I realise now after finally getting on the scales 2 weeks ago and seeing them register at 24st 3lb that my attitude has all been wrong and I have expected far too much of myself and as a result I have been doomed to 'fail' every time! I have yo yo'd up and down the scales most of my adult life but have ended up bigger and unhappier with every feeble attempt. I once got down to 8st 12lb and looked and felt wonderful but within 2 years I was back up to being morbidly obese again and so you can imagine how disgusted this made me feel about myself? I have finally realised that I must not treat food as either my biggest friend; who comforts me when I am down OR my most feared enemy; responsible for all my failures and problems and it is I myself NOT my food that chooses what path I take from now on! It has taken a lifetime for me to reach this weight and so success will not happen overnight and as I am only human I am bound to give in to temptation from time to time, just like any other 'normal' person! However, it's about allowing myself to fail sometimes and not letting those failures shape my whole life that is the key to my future health and happiness and I know now just why that lesson is the most valuable lesson I could ever teach myself! When you fall off your bicycle they tell you to jump straight back on don't they .................. so if my bicycle should topple that's exactly what I will do! :character00201:

I think when you are overweight you view yourself differently to 'normal' slim people and your relationship with both yourself and food is so destructive and therefore if you do have a 'binge' (and slim people have binges too) your self hatred and your low opinion of yourself makes you put unrealistic and unfair demands on any attempt to lose weight! I am going to remind myself that I am not in a competition and that I am not up against the world and most importantly I will admit to being only human and 'normal' - so what if I have had a 'bad' day or a 'bad' week, it wont mean I have failed, I have just had a small hiccup and if I can face up to my little moment of weakness then instead of feeling ashamed and guilt ridden I will feel proud, yes proud, because by finally facing up to reality, it will be a real test of my strength to succeed this time and I refuse any more to bury my head in the sand and shy away from the truth!

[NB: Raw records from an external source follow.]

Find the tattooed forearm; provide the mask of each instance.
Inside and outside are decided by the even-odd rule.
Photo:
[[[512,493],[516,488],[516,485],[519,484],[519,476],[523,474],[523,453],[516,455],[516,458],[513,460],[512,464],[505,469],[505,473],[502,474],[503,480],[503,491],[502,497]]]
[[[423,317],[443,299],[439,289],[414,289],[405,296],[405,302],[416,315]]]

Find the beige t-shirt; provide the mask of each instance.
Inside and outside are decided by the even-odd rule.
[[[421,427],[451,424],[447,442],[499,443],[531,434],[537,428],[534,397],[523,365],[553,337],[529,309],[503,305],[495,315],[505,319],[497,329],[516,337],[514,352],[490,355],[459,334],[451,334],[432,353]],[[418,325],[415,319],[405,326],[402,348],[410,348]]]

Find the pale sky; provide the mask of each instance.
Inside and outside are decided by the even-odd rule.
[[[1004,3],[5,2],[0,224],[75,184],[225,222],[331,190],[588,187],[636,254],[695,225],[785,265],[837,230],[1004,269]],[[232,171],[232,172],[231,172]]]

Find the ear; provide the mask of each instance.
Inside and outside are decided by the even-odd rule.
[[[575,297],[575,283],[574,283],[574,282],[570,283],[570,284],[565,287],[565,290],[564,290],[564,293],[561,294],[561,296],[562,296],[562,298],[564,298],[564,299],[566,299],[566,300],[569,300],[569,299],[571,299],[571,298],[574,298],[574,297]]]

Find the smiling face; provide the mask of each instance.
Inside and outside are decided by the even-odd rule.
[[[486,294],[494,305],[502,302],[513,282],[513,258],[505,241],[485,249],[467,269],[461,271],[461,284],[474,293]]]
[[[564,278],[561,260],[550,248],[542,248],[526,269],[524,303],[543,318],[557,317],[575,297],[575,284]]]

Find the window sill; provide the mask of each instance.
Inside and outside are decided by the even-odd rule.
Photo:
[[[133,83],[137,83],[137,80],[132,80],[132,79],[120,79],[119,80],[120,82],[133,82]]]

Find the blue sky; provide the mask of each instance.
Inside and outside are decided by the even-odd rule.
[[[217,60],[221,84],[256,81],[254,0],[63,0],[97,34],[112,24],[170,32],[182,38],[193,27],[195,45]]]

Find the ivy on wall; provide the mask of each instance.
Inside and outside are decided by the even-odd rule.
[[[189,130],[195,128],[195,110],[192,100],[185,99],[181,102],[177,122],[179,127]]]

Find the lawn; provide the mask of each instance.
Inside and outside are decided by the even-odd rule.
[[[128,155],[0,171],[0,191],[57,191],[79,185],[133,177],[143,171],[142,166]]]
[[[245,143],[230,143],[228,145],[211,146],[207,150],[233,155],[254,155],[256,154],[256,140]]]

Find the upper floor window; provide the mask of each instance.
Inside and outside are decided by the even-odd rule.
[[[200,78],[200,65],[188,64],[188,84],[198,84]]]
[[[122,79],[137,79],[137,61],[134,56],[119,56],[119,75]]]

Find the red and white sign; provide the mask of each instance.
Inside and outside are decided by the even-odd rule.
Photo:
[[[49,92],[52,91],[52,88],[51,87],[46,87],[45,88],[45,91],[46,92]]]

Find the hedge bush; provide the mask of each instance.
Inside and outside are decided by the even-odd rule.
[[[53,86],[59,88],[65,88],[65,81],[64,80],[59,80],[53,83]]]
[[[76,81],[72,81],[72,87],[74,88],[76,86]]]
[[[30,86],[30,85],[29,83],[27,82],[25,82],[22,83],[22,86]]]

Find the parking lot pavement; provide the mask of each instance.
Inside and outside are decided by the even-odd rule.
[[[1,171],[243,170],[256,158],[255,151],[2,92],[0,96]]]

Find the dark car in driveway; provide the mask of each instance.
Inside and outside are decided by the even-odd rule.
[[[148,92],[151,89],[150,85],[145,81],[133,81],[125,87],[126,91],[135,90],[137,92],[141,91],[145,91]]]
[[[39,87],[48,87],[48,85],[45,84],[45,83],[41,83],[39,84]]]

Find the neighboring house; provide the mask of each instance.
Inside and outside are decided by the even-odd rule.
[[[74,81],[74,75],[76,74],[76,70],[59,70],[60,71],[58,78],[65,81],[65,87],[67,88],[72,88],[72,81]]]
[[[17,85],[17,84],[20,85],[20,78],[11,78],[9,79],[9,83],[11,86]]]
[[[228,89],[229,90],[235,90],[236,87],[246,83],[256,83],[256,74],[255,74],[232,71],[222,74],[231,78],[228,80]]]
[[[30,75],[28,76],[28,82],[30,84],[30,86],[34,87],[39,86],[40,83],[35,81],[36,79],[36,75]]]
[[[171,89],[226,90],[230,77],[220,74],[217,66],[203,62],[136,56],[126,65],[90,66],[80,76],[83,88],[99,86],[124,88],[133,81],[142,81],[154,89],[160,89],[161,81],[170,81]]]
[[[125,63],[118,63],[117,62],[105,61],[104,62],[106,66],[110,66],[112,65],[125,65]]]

So Lucy ........ Please don't feel ashamed, frightened or embarrassed you have no reason to feel any of those negative things. One little setback is really not as serious as you probably think and you wont be the first and you certainly wont be the last that this will have happened to and your consultant will be well aware of this and I am sure he/she will do everything within their power to reassure you and put you back on the right track! The main thing is putting it behind you so that you can look back and see it as another successful hurdle you have crossed!

Good luck and I hope my new outlook may have inspired you to stand up tall and face your future with lots of positive energy? :)

Sue x

PS. By the way I got weighed on Friday and I have lost 9lbs in 10 days so I now weight 23st 9lb ......... so I am on my way down!